The third mate was Flask, a native of Tisbury, in Martha’s Vineyard. A short, stout, ruddy young fellow, very pugnacious concerning whales, who somehow seemed to think that the great Leviathans had personally and hereditarily affronted him; and therefore it was a sort of point of honor with him, to destroy them whenever encountered. So utterly lost was he to all sense of reverence for the many marvels of their majestic bulk and mystic ways; and so dead to anything like an apprehension of any possible danger encountering them; that in his poor opinion, the wondrous whale was but a species of magnified mouse, or at least water-rat, requiring only a little circumvention and some small application of time and trouble in order to kill and boil. This ignorant, unconscious fearlessness of his made him a little waggish in the matter of whales; he followed these fish for the fun of it; and a three years’ voyage round Cape Horn was only a jolly joke that lasted that length of time. As a carpenter’s nails are divided into wrought nails and cut nails; so mankind may be similarly divided.
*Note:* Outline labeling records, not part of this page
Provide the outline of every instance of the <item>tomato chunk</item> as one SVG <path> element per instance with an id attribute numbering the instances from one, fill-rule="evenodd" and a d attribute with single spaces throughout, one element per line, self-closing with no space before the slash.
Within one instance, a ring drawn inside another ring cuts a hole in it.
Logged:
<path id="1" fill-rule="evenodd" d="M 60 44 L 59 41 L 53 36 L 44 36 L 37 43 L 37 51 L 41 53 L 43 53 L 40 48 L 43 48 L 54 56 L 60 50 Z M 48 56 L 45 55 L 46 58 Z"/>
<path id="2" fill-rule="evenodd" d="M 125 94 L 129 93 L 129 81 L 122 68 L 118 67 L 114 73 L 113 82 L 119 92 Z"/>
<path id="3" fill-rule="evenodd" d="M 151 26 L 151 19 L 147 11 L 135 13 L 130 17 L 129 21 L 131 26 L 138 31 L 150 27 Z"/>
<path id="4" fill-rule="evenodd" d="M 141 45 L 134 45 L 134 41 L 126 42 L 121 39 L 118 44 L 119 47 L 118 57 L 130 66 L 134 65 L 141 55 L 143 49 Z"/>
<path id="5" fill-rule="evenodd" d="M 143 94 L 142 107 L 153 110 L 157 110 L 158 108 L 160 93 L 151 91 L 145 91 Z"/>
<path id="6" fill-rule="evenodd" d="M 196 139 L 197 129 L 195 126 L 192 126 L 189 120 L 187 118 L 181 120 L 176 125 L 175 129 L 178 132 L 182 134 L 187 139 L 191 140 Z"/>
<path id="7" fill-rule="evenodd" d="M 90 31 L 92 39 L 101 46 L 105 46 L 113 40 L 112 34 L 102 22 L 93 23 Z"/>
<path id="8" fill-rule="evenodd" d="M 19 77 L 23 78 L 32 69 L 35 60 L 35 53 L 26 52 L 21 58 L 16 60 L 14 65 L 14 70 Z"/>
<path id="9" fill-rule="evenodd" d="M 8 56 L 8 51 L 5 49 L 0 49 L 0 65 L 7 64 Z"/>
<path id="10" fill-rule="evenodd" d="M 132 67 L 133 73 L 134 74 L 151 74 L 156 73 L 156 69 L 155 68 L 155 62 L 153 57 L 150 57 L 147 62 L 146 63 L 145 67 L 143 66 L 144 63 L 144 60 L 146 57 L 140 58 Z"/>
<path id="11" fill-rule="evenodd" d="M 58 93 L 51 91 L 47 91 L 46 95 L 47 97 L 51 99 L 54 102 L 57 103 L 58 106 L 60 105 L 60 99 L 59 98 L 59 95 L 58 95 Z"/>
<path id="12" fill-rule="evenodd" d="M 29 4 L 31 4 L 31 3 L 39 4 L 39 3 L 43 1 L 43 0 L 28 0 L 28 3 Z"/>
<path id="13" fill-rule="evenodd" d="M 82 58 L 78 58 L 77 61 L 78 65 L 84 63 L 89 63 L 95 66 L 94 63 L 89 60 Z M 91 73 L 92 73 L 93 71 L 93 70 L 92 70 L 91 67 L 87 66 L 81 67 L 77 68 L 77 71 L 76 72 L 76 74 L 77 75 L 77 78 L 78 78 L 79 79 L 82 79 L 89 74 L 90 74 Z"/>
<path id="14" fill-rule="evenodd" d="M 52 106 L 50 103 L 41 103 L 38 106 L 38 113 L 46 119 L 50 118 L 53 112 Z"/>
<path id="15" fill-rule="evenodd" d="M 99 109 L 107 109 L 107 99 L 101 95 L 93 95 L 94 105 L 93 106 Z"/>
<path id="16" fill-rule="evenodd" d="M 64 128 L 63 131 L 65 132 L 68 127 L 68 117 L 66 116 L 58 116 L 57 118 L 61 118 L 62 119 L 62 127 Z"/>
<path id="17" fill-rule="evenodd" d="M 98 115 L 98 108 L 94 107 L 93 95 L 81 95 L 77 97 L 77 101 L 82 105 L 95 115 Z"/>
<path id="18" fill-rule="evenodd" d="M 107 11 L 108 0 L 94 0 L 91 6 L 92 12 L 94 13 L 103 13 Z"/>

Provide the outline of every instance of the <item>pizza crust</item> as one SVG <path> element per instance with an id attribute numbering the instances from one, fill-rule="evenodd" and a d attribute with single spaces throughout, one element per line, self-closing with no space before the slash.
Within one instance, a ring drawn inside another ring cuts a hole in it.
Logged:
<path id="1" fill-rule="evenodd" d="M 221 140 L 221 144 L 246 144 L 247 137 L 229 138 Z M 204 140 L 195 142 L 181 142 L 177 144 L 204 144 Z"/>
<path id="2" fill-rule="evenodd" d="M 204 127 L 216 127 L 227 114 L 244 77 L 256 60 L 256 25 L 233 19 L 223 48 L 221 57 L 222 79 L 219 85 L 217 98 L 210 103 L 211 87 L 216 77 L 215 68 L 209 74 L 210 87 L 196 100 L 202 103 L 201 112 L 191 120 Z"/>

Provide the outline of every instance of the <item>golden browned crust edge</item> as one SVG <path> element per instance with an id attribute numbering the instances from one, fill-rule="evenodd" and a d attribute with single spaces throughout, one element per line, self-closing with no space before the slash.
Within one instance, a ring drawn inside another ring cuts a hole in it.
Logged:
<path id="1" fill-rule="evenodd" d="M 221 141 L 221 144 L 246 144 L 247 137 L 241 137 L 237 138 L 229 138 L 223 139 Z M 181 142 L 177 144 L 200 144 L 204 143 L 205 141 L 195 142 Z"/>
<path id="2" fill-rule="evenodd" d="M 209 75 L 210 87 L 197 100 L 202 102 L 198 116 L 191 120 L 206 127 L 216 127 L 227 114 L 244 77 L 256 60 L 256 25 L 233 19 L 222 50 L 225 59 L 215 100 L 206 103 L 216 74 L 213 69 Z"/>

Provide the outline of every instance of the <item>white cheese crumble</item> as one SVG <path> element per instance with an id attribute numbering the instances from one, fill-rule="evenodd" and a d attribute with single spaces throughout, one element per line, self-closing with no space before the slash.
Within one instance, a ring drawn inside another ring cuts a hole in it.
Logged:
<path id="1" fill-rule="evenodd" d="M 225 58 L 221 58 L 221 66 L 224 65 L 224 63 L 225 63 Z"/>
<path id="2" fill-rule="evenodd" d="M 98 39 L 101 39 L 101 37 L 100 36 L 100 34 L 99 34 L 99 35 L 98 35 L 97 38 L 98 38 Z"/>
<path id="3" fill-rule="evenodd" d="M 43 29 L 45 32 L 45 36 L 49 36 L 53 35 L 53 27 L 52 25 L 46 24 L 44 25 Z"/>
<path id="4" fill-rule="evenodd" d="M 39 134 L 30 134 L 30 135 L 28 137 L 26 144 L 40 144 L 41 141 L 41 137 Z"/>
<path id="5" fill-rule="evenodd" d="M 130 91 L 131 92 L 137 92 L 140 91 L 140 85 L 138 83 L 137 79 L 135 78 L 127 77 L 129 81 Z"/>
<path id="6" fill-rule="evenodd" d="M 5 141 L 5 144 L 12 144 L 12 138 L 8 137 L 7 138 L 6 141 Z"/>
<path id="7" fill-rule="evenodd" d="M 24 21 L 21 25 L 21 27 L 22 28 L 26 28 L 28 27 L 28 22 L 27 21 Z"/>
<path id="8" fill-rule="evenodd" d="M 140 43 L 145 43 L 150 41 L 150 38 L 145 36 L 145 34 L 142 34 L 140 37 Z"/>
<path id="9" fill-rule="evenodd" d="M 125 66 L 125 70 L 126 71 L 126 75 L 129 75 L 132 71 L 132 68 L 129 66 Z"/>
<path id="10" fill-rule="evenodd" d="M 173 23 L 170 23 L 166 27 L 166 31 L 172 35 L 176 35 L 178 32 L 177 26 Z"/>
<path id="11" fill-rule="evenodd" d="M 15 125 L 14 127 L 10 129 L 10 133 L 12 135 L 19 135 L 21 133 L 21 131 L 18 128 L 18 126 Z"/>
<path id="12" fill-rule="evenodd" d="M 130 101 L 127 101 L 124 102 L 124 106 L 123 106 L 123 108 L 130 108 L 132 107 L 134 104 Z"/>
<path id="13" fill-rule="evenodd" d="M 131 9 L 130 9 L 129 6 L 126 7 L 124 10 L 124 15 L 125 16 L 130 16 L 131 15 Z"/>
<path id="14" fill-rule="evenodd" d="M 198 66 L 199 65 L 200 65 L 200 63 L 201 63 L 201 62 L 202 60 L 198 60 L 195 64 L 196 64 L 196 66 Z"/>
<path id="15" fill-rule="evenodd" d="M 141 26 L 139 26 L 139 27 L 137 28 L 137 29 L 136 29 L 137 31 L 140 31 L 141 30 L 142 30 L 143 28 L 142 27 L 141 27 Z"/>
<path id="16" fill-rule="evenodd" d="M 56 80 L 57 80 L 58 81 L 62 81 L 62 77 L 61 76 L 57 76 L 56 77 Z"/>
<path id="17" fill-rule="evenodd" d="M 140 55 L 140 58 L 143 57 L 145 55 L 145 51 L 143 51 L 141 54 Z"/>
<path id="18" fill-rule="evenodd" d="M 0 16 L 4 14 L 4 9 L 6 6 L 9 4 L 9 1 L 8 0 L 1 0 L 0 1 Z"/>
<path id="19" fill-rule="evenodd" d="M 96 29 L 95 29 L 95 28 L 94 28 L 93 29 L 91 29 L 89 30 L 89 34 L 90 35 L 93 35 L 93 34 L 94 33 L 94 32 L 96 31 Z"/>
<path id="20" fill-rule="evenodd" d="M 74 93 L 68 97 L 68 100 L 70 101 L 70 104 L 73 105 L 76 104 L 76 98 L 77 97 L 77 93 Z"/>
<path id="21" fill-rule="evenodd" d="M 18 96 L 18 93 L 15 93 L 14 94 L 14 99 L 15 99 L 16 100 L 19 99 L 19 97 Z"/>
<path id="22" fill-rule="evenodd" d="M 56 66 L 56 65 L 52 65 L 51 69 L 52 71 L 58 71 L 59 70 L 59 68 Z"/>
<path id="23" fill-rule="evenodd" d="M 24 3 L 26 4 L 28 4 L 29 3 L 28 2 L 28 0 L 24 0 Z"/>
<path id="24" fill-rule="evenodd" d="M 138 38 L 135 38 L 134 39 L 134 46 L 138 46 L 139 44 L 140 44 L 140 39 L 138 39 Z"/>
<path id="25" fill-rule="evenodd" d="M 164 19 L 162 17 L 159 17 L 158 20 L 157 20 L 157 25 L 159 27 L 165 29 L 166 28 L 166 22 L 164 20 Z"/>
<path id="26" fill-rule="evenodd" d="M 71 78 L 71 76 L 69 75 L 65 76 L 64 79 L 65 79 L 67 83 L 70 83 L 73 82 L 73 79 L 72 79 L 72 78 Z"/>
Little Flask was one of the wrought ones; made to clinch tight and last long. They called him King-Post on board of the Pequod; because, in form, he could be well likened to the short, square timber known by that name in Arctic whalers; and which by the means of many radiating side timbers inserted into it, serves to brace the ship against the icy concussions of those battering seas.
Now these three mates- Starbuck, Stubb and Flask, were momentous men. They was who by universal prescription commanded three of the Pequod’s boats as headsmen. In that grand order of battle in which Captain Ahab would probably marshal his forces to descend on the whales, these three headsmen were as captains of companies. Or, being armed with their long keen whaling spears, they were as a picked trio of lancers; even as the harpooneers were flingers of javelins.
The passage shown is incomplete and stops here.